Rudd made progress towards Kyoto ratification his first executive act, a sharp way to symbolise the break from Howard's era. Delegates to the UN conference in Bali applauded when informed (most such delegates represented nations that have no binding targets under Kyoto anyway). But by week's end the reality of climate change policy was superseding the switch in Kyoto symbolism.
As expected, Rudd said his Government's 2020 emissions target would not be decided until the mid-2008 report from Ross Garnaut. Australia has no intention of being trapped into the 25-40 per cent emissions cut by 2020 that the IPCC proposed for developed nations.
This betrayed the real political moral of the week: how quickly the gulf is opening between the Rudd Government and the scientific or green lobby groups in Bali and elsewhere demanding radical outcomes. This conflict, sooner or later, will assume epic dimensions.
The policy test for Rudd at Bali is how much he changes Australia's negotiating position. That position under Howard was to argue for obligations of some sort to be accepted by developing nations as conditional on a post-2012 regime in which developed nations agreed to steeper binding commitments. This put Australia, as chair of the umbrella group (of developed non-EU nations such as Japan and Canada), at odds with the EU and with most of the developing world.
The logic of Australia's position is sound and it has much support. This seems, broadly, the strategy that Rudd wants to pursue. It is, however, not the stance favoured by much of the scientific-green lobby in its ideological demand that the main burden must fall on developed nations, a view undermined as more of the emissions problem comes from developing nations.
Rudd goes to Bali an optimist. He will discover the reality: the unbridgeable gulf between green lobby demands for radical action and establishing any single viable multilateral regime for the post-2012 period. (my bold).

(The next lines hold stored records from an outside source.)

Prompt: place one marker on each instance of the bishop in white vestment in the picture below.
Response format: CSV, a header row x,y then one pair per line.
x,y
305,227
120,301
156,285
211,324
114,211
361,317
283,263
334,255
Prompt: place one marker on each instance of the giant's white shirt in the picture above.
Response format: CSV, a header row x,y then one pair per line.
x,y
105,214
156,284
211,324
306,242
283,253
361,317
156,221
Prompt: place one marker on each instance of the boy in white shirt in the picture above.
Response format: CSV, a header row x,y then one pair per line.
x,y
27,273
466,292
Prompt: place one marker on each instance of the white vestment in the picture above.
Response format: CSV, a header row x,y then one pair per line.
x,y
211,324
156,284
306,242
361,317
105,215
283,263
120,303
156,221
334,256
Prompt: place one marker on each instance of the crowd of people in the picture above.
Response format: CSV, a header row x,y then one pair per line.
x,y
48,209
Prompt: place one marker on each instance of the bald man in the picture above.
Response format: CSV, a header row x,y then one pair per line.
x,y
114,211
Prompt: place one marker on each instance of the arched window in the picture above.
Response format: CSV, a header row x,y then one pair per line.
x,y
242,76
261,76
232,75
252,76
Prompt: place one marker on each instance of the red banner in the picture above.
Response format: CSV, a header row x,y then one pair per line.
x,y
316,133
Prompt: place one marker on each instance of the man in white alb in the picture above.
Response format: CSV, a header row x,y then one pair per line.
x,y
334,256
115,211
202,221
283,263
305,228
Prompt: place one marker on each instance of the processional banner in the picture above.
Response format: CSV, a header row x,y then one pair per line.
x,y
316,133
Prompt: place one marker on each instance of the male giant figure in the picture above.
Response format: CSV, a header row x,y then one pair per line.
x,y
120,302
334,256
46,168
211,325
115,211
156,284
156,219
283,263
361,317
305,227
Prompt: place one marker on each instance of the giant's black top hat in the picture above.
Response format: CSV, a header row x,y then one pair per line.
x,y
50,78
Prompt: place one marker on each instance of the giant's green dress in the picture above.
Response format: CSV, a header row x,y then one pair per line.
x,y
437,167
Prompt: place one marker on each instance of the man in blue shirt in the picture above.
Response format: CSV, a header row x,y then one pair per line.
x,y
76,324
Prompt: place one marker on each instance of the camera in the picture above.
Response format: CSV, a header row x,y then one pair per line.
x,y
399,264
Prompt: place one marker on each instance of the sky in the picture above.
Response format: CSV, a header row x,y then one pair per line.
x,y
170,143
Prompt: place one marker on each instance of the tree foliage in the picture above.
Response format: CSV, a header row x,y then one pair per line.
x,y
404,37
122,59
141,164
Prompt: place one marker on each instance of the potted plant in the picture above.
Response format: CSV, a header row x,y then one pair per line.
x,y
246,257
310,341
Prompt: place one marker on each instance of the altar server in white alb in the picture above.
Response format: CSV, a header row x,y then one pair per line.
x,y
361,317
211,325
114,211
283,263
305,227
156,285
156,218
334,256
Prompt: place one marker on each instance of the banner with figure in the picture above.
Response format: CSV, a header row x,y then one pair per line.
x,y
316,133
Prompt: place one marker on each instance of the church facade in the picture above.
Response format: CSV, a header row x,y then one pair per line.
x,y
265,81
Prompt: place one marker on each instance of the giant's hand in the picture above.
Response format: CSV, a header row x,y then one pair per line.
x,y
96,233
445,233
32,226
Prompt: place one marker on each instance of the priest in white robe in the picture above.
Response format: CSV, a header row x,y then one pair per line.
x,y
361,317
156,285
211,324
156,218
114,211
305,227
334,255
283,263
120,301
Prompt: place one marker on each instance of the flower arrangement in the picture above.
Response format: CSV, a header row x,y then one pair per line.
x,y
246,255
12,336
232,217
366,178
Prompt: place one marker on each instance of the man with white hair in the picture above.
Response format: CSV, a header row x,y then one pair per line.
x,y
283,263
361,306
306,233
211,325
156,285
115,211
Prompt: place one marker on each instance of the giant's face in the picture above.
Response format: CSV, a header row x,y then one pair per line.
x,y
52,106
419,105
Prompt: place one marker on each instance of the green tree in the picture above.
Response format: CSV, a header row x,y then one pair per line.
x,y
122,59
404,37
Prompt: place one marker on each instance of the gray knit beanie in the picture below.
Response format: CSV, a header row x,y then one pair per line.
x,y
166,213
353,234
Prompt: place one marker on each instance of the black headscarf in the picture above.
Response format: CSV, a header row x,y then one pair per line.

I agree with much of this. What I find galling, in view of the recent election, is that Rudd achieved prominence by presenting John Howard as someone 'going slow' on climate change. Rudd is replicating the Howard position along with some inconsequential rhetoric relating to targets in 2050. There will be more of this. My substantive disagreement is that I think both Howard and Rudd get it wrong on the need for shorter-term targets. The Bali Declaration by Scientists suggests we have at most 15 years to get carbon emissions falling and keep temperature increases below 2 degrees C even by 2050. It will be very difficult to get developing countries to agree to cuts if they see developed countries procrastinating and asking for more time to make adjustments.